[Footnote 678: ][ (return) ] "Topics," bk. i. ch. xii.; "Ethics," bk. vi. ch. iii.

Aristotle admits, however, that there are ideas or principles in the mind which can not be explained by experience, and we are therefore entitled to an answer to the question--how are these obtained? "Sensible experience gives us what is here, there, now, in such and such a manner, but it is impossible for it to give what is everywhere and at all times." [680] He tells us further, that "science is a conception of the mind engaged in universals, and in those things which exist of necessity, and since there are principles of things demonstrable and of every science (for science is joined with reason), it will be neither science, nor art, nor prudence, which discovers the principles of science;... it must therefore be (νοῦς) pure intellect," or the intuitive reason. [681] He also characterizes these principles as self-evident. "First truths are those which obtain belief, not through others, but through themselves, as there is no necessity to investigate the 'why' in scientific principles, but each principle ought to be credible by itself." [682] They are also necessary and eternal. "Demonstrative science is from necessary principles, and those which are per se inherent, are necessarily so in things." [683] "We have all a conception of that which can not subsist otherwise than it does.... The object of science has a necessary existence, therefore it is eternal. For those things which exist in themselves, by necessity, are all eternal." [684] But whilst Aristotle admits that there are "immutable and first principles," [685] which are not derived from sense and experience--"principles which are the foundation of all science and demonstration, but which are themselves indemonstrable," [686] because self-evident, necessary, and eternal; yet he furnishes no proper account of their genesis and development in the human mind, neither does he attempt their enumeration. At one time he makes the intellect itself their source, at another he derives them from sense, experience, and induction. This is the defect, if not the inconsistency, of his method. [687]

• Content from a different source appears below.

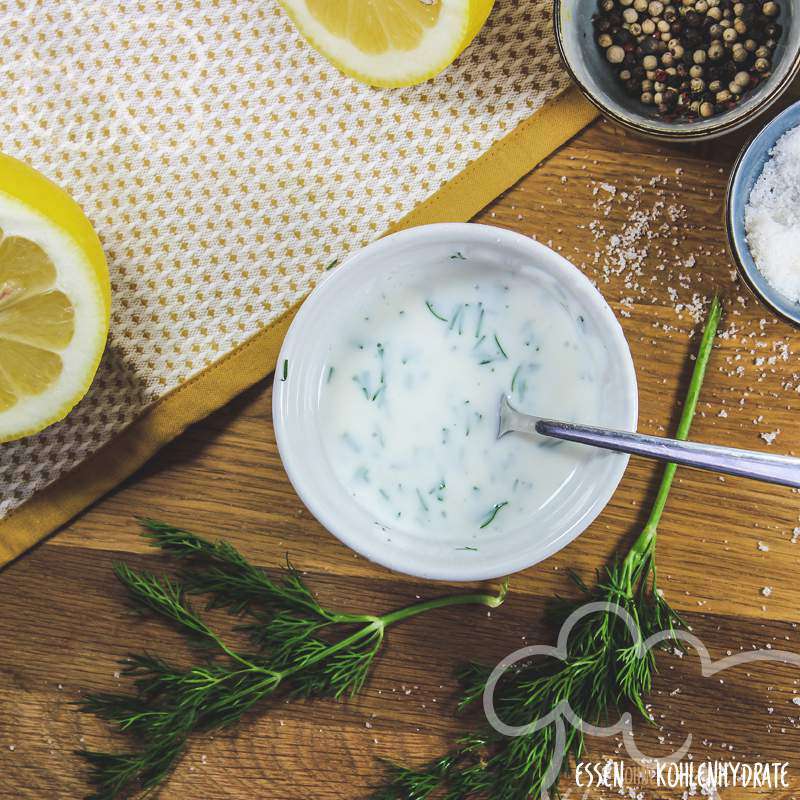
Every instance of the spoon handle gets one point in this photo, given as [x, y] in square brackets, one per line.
[784, 470]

[Footnote 680: ][ (return) ] "Post. Analytic," bk. i. ch. xxxi.

[Footnote 681: ][ (return) ] "Ethics," bk. vi. ch. vi.

[Footnote 682: ][ (return) ] "Topics," bk. i. ch. i.

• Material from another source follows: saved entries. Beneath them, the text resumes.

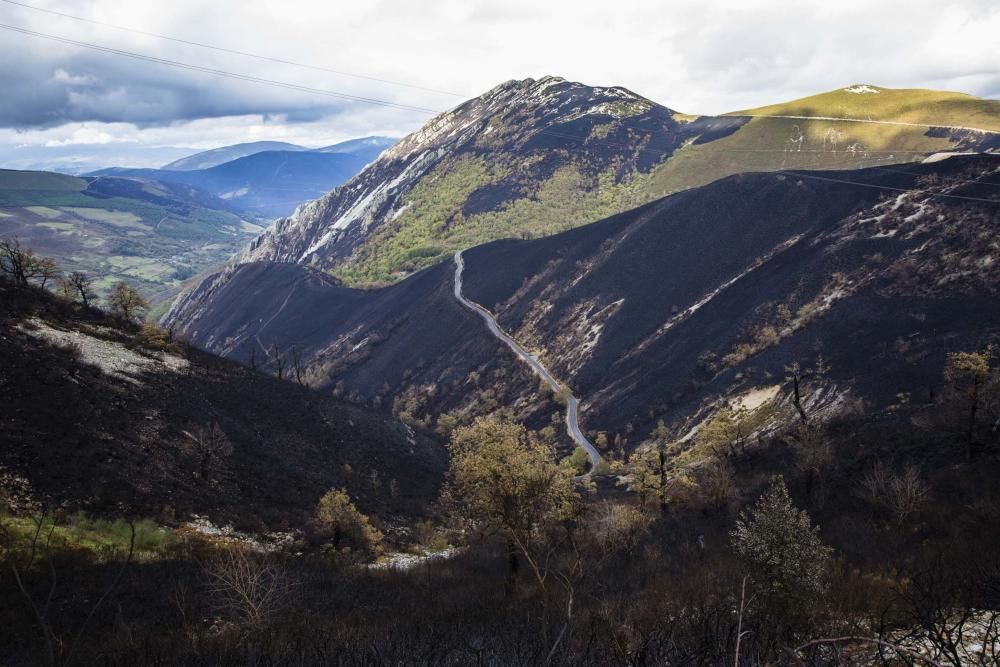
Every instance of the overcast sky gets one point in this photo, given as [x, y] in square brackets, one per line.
[698, 56]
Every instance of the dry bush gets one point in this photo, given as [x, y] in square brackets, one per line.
[247, 589]
[902, 494]
[620, 527]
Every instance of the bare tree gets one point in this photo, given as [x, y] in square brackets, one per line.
[297, 366]
[47, 270]
[79, 284]
[18, 262]
[38, 549]
[278, 359]
[251, 589]
[210, 444]
[127, 303]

[Footnote 683: ][ (return) ] "Post. Analytic," bk. i. ch. vi.

[Footnote 684: ][ (return) ] "Ethics," bk. vi. ch. iii.

[Footnote 685: ][ (return) ] Ibid., bk. vi. ch. xi.

[Footnote 686: ][ (return) ] "Post. Analytic," bk. i. ch. iii.

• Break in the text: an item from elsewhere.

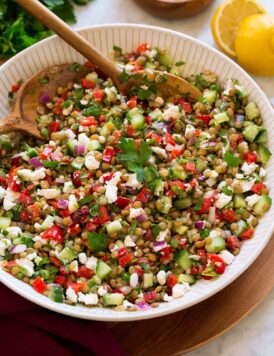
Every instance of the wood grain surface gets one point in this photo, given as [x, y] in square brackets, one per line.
[184, 331]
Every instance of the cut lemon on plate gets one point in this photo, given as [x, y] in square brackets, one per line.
[227, 18]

[Footnote 687: ][ (return) ] Hamilton attempts the following mode of reconciling the contradictory positions of Aristotle:

"On the supposition of the mind virtually containing, antecedent to all experience, certain universal principles of knowledge, in the form of certain necessities of thinking; still it is only by repeated and comparative experiments that we compass the certainty; on the one hand, that such and such cognitions can not but be thought as necessary, native generalities; and, on the other, that such and such cognitions may or may not be thought, and are, therefore, as contingent, factitious generalizations. To this process of experiment, analysis, and classification, through which we attain to a scientific knowledge of principles, it might be shown that Aristotle, not improperly, applies the term Induction."--"Philosophy," p. 88.